Low pressure plasmas can be used for gas phase activation via electron-molecular reactions producing ions, radicals, metastables and photons that can be beneficial for catalysis of several technologically important reactions. When used along with heterogeneous catalysts, the plasma activation could result in the enhanced processing of the gas input stream, or the plasma catalytic effect. As compared to traditional catalysis which consists of adsorption, surface chemical reaction and desorption, plasma catalysis approach uniquely provides the generation of active species in the gas phase readily available to interact with the catalyst. Currently, the use of plasma has emerged as one of the most promising alternatives to perform several challenging reactions of great environmental importance, such as the CO2 reduction reaction, recently reported. However, for the case of plasma-catalyst combined effect (plasma catalysis) it is not clear whether one needs the same type of catalyst materials as for neutral gas environments or not. In this presentation, I will discuss the radio-frequency (RF) plasma-catalyst pathway to reach yields higher than the commercial Haber – Bosch synthesis; ≈ 19% when using Au as catalyst. Furthermore, for the first time the ammonia synthesis at mild conditions with a catalyst never employed for this purpose, such as molten Ga was studied. We also explored conventional transition metals for this reaction, such as Cu, Fe, Pd, Ag, Au.

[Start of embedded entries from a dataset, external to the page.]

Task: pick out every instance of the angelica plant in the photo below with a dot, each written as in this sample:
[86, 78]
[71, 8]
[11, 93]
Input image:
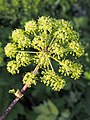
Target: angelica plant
[44, 41]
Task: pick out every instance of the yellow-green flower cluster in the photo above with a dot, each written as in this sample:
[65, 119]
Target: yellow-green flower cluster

Interestingly, when the catalyst is placed under plasma environment its synergism with plasma enable it to overcome the wall effect leading to the reaction happening on the catalyst instead of on the reactor wall. Furthermore, we observed an interdependence between the ammonia yield and the hydrogen content when a catalyst is employed; concluding that hydrogen recombination coefficient has a direct impact on the ammonia yield. In the presented experimental approach, we propose to apply the knowledge gained in vacuum plasmas to a more amenable route for application purposes: the atmospheric packed bed dielectric discharge.

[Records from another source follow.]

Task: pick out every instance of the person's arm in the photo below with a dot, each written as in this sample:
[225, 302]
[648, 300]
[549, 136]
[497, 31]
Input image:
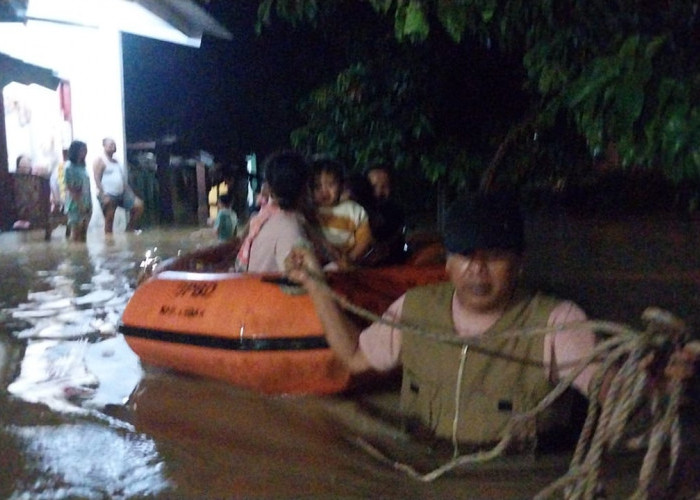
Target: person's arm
[565, 348]
[341, 333]
[98, 170]
[363, 240]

The presented plasma-based route for the synthesis of ammonia can result in an attractive alternative route for ammonia production, especially at small scale. Furthermore, plasma technologies have the potential to store efficiently renewable electricity since they require short reaction times and reactors can be easily switched on/off, being ideal to adapt to the intermittent supply of sources such as wind and solar.


Maria L. Carreon is originally from Mexico. She obtained her PhD degree in Chemical Engineering at University of Louisville. Since the Fall 2021 she is Assistant Professor at the Mechanical Engineering Department at the University of Massachusetts Lowell. Her research interests center on the rational design of nanomaterials (including nanowires, thin films, ordered porous oxides, zeolites and Metal Organic Frameworks) for diverse functional applications. Her current specific research areas include: Growth mechanisms on Si and Ge nanowires, synthesis of Si and Ge thin films via CVD and PECVD (Plasma Enhanced CVD), Aluminosilicates and zeolite membranes for carbon dioxide capture, mesoporous oxide photocatalysts, synthesis of nanomaterials for lithium ion batteries and interaction mechanisms between plasma, molten metals and porous materials to apply to the plasma catalysis technique. Carreon awards include first recipient of the Conn Center Fellowship at University of Louisville, two National Kokes awards (given by the North American Catalysis Society) and 2023 NSF Career Awardee. She is member of the Mexican National Researchers System. And member of the editorial board of the IOP Sci-Notes journal. Maria has co-authored 32 scientific publications. Her research is currently supported by National Science Foundation, and the Department of Energy.